I have now opened a ticket with MS as well. We just installed it standalone AIP as a test (also not ready for it). Although it fixed the Teams crashing issue, it caused random crashing of Outlook on startup (not linked to Teams). I figured out that the powershell above in this article does fix the problem temporarily, but seems to reset after a reboot. I run it again, and things work again. I hope between our tickets we make progress with MS.
Hey Eric, Josh.
If after a pc reset you need to enter the powershell commands again then it’s indicating that these settings are being set somewhere else. In my case it was from an intune exploit guard configuration xml that needed these settings adjusted.
I hope you get further with Microsoft than I did. The below was there response to me after I pressed them for a permanent fix.

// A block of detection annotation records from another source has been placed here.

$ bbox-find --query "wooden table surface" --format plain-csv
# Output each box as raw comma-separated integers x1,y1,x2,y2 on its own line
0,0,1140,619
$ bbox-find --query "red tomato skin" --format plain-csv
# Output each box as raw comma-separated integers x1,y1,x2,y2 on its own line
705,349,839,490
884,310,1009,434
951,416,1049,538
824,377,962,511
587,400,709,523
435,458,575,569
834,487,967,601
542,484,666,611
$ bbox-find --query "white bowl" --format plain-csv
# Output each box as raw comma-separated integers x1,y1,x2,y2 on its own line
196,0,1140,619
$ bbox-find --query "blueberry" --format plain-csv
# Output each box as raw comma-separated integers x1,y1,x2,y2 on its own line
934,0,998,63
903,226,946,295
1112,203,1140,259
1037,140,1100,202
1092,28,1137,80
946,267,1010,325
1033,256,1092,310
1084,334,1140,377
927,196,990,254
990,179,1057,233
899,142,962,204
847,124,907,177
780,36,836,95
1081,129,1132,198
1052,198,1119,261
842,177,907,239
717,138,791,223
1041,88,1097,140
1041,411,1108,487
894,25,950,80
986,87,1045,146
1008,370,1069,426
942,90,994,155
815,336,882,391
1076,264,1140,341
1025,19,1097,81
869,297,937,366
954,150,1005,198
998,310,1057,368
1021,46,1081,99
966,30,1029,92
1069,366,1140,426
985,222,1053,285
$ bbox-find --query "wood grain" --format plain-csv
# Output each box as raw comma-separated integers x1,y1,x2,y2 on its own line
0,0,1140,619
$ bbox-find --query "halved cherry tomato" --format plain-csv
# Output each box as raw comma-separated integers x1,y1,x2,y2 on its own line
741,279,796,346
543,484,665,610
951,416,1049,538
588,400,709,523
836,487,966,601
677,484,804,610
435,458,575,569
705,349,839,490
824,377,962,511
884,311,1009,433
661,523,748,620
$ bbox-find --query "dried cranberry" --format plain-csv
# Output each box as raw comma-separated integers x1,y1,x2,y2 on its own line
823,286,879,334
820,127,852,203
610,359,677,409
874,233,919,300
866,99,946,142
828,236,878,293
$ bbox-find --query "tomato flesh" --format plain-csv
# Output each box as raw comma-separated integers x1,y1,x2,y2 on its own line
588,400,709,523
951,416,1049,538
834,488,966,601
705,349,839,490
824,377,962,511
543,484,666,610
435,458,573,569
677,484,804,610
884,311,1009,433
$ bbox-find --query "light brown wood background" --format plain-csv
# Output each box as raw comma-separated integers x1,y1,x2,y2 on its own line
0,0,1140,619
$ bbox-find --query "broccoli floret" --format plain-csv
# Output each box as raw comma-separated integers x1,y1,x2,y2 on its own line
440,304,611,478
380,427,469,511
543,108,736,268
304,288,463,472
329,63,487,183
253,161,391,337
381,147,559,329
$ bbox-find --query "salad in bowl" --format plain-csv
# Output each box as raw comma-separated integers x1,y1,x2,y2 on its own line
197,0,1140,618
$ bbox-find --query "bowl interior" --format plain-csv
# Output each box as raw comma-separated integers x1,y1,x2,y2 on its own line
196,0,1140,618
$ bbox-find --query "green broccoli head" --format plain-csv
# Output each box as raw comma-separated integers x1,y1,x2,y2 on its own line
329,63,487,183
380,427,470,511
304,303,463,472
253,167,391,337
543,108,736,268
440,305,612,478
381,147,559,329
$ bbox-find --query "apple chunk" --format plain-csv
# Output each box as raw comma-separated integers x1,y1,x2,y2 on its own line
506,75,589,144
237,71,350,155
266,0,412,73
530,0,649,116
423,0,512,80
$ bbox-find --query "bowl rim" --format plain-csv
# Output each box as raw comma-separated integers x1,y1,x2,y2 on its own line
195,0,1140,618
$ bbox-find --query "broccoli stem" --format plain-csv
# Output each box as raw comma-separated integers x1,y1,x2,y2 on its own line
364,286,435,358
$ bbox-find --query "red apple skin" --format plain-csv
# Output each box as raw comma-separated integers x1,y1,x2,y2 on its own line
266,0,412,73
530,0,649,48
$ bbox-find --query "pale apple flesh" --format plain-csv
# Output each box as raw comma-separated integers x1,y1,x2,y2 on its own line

“We have talked with the corresponding product group regarding this issue, and the feedback from them is that they currently do not have plan to investigate the root cause in a short term, because this issue is more complicated then what we have expected, and three products (Office, AIP, .Net) are involved. They may fix this issue in the future, but there is no ETA for that.”
Good luck!
Curious to see how things fair for you, gents. We’re running into this on several machines as well.
Even though others here have open tickets with Microsoft, an Intune tech told me they had not heard of this problem. I was able to resolve the issue myself from the information posted here. Under Intune security baselines, there is a bunch of XML under “Exploit Guard.” For each office application, the XML references “address filter” properties. I changed the 3 address filter properties to “false”, just like the powershell commands above were doing temporarily to the machine, and the apps no longer crash. Microsoft supposedly was going to escalate to the development team for further research, as the apps should not be crashing with these properties enabled.
Here’s an example of one app’s modified XML in Exploit Guard:
Correct, as per an earlier comment – the powershell commands do identify the issue, However, just like any other policy, if after a restart the issue re-occurs its due to a policy that is re-applying the settings.
Happy that you got it sorted!
Hi gyus.
Absolutely the same issue for us.
More than 80 machines with Intune Security Baseline assigned and AIP Client crash Outlook.
Other behaivor sometime – Outlook can start up to 30 minutes if AIP add-in enabled.
Once I disable add-in – Outlook works perfect.
The bad thing here that I can’t reproduce the same on my test Virtual Machine. Only real users machines are affected, Not sure where is the difference.
Omar and Eric, great find and fix for us as well. We’re running under GCC-High, and when we turned on AIP ( installed the AIP classic client) on our local machines, all OFFICE apps stopped functioning. I used Eric’s recommendation from Omar’s original post to edit the Intune MDM Security Baseline>Exploit Guard xml. Copied it into notepad, performed global edits on the three settings Omar mentions from “true” to “false”, uploaded back to the MDM policy, Synch’ed my machine (Intune>Devices) and rebooted for good measure as a vestige of Outlook was still hung open). Everything for AIP now works, no crashes, no complaints in the event log.
Thanks a ton!
I just wanted to stop by and say that this is currently happening for us as well. Thank you for all the comments and attempts.